The acquisition is expected to be financed with about $3 billion in existing cash and the remainder in debt. The transaction is expected to close early in the second quarter and be cash and earnings accretive in 2012, the first full year of the combined entity.
DuPont has set its 2011 earnings per share outlook at a range of $3.30 to $3.60 per share. The anticipated impact of this transaction would reduce that outlook by $.30 to $.45 per share on a reported basis.
“Danisco has two well-positioned global businesses that strongly complement our current biotechnology capabilities, R&D pipeline, and specialty food ingredients, a combination that offers attractive long-term financial returns. This also would create new opportunities across other parts of the DuPont portfolio, including traditional materials science offerings,” said Kullman.

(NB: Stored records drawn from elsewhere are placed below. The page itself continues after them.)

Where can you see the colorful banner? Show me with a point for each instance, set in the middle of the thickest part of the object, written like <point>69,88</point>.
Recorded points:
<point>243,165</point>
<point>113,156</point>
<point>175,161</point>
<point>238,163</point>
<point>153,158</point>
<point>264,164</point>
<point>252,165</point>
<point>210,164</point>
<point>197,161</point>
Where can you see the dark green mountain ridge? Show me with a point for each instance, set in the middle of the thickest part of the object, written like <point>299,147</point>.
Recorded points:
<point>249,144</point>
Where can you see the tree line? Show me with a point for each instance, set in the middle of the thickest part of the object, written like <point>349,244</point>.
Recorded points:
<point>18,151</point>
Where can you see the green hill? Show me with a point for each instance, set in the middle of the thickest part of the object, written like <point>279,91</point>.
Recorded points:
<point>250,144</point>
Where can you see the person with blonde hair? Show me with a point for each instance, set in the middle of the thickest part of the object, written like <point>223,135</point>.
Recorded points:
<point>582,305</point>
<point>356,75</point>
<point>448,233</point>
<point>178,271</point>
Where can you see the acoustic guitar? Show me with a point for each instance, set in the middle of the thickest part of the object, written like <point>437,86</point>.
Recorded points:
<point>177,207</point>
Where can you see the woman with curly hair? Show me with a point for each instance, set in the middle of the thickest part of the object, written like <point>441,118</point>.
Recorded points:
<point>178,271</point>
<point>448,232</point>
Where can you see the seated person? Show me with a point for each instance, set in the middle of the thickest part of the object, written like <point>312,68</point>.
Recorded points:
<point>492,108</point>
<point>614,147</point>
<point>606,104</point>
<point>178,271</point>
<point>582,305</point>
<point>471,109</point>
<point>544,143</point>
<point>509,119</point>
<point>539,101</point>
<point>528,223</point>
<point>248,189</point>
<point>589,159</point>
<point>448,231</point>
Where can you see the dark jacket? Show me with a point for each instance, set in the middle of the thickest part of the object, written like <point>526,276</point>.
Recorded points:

Danisco is a leading technology-driven organization, with outstanding research and application development capabilities. Danisco has nearly 7,000 employees globally with operations in 23 countries.
The acquisition is to be effected through a public tender offer by a subsidiary of DuPont for all of Danisco's outstanding shares at a price of DKK 665 in cash per share. Danisco has stated its intention to recommend the offer to its shareholders subject to and upon publication of the Offer Document relating to the tender offer following review by the Danish Financial Supervisory Authority. The transaction is subject to customary closing conditions, including certain regulatory approvals and the tender of more than 90 percent of the Danisco shares in the tender offer. DuPont has the right to waive such tender offer conditions and accept a lesser number of shares in certain cases.